After the 4Q16 earnings season, the movements of energy ETFs seem to have realigned with the movements in crude oil. So with the start of the 1Q17 earnings season in the coming days, the correlation of energy ETFs with crude oil could fall again.
How do top energy ETFs correlate with natural gas?
All of the above ETFs witnessed a rise in their correlations with natural gas (UNG) in the past month compared to the three-month snapshot. However, all of them are more correlated with crude oil (USO) than natural gas (DGAZ). Right now, crude oil is the bigger driver for energy ETFs.
A high positive correlation with crude oil means that any movement in crude oil could impact these ETFs directly. If crude oil rises, these ETFs will likely rise as well. You should watch movements in crude oil (UCO) (BNO) (DBO) in order to understand how these ETFs could perform.

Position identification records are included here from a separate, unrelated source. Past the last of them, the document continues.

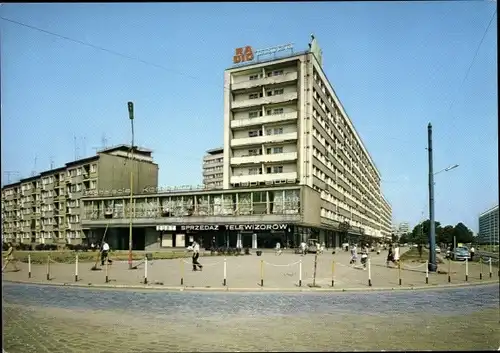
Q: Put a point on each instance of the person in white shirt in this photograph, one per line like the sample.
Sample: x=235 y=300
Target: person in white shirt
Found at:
x=196 y=255
x=278 y=248
x=104 y=253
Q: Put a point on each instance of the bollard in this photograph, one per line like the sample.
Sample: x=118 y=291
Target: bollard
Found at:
x=427 y=272
x=466 y=270
x=449 y=270
x=146 y=270
x=76 y=268
x=300 y=273
x=262 y=273
x=182 y=272
x=106 y=268
x=224 y=283
x=48 y=268
x=333 y=273
x=369 y=273
x=399 y=272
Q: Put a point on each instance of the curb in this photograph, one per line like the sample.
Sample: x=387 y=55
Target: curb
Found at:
x=255 y=290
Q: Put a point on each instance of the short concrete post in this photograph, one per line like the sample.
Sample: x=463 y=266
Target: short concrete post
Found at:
x=333 y=273
x=224 y=283
x=369 y=273
x=76 y=268
x=300 y=273
x=466 y=270
x=427 y=272
x=106 y=269
x=48 y=268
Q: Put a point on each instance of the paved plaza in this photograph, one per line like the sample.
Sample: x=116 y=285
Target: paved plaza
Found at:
x=245 y=273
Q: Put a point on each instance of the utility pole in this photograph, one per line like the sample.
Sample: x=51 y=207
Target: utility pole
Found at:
x=131 y=211
x=432 y=230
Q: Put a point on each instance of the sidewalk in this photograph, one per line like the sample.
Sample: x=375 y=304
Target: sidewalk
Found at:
x=243 y=273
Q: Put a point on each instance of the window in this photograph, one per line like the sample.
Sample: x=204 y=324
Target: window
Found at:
x=255 y=133
x=255 y=95
x=255 y=152
x=254 y=171
x=255 y=114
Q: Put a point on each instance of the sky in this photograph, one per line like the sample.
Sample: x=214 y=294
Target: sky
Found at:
x=395 y=66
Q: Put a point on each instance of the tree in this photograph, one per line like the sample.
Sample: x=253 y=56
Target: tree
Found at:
x=420 y=233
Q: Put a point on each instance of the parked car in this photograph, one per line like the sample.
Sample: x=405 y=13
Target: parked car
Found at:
x=459 y=254
x=311 y=246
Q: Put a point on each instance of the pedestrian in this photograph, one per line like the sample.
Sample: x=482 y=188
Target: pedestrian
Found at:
x=196 y=255
x=104 y=253
x=390 y=255
x=354 y=255
x=278 y=249
x=10 y=258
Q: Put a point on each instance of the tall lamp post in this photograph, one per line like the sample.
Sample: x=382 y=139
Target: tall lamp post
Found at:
x=131 y=117
x=432 y=232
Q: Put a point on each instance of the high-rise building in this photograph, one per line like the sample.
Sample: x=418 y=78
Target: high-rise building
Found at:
x=213 y=166
x=46 y=208
x=488 y=227
x=284 y=124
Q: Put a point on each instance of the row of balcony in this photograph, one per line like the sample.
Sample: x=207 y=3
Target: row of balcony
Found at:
x=262 y=120
x=272 y=80
x=227 y=209
x=245 y=103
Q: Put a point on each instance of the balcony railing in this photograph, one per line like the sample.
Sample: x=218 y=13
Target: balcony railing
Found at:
x=188 y=210
x=267 y=119
x=264 y=158
x=259 y=140
x=264 y=100
x=289 y=76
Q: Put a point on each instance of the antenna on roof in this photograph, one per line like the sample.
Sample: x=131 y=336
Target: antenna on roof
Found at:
x=33 y=172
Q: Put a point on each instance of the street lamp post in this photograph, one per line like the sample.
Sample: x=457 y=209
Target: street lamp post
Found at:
x=432 y=266
x=131 y=117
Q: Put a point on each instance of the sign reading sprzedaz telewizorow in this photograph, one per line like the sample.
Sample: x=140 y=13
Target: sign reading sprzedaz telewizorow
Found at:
x=250 y=227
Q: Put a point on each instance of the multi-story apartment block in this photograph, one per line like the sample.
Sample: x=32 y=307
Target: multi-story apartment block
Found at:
x=284 y=124
x=488 y=227
x=46 y=208
x=213 y=166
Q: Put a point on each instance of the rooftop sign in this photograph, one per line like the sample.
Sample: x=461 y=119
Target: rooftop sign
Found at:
x=247 y=53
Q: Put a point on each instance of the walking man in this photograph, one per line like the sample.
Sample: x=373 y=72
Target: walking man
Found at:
x=10 y=259
x=104 y=253
x=196 y=255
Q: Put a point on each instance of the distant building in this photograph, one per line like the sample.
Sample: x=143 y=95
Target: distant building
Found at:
x=213 y=167
x=46 y=208
x=488 y=227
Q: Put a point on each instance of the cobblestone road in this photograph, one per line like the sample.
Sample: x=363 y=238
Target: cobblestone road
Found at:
x=245 y=272
x=58 y=319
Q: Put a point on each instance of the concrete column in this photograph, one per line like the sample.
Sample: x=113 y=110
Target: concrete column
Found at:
x=254 y=241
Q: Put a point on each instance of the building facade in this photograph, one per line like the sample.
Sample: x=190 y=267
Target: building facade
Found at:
x=284 y=125
x=213 y=166
x=46 y=208
x=488 y=227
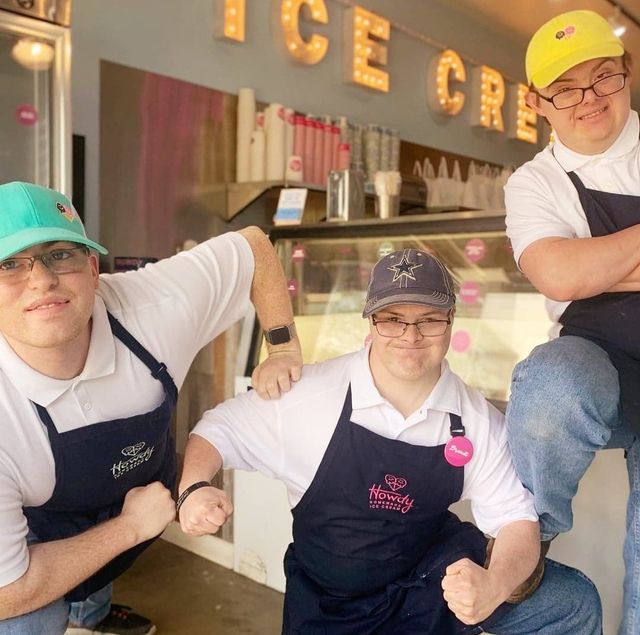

US crude oil will likely post its first weekly loss for the week ending April 21, 2017, after three consecutive weekly gains. At 12:26 AM EST on April 21, 2017, US crude oil June futures were trading at $50.77 per barrel, a fall of 5.3% compared to last week’s closing price.
If the fall continues and the high correlations hold, they could contribute to more downside in these energy ETFs. You should also track individual stocks as the earnings season is set to begin.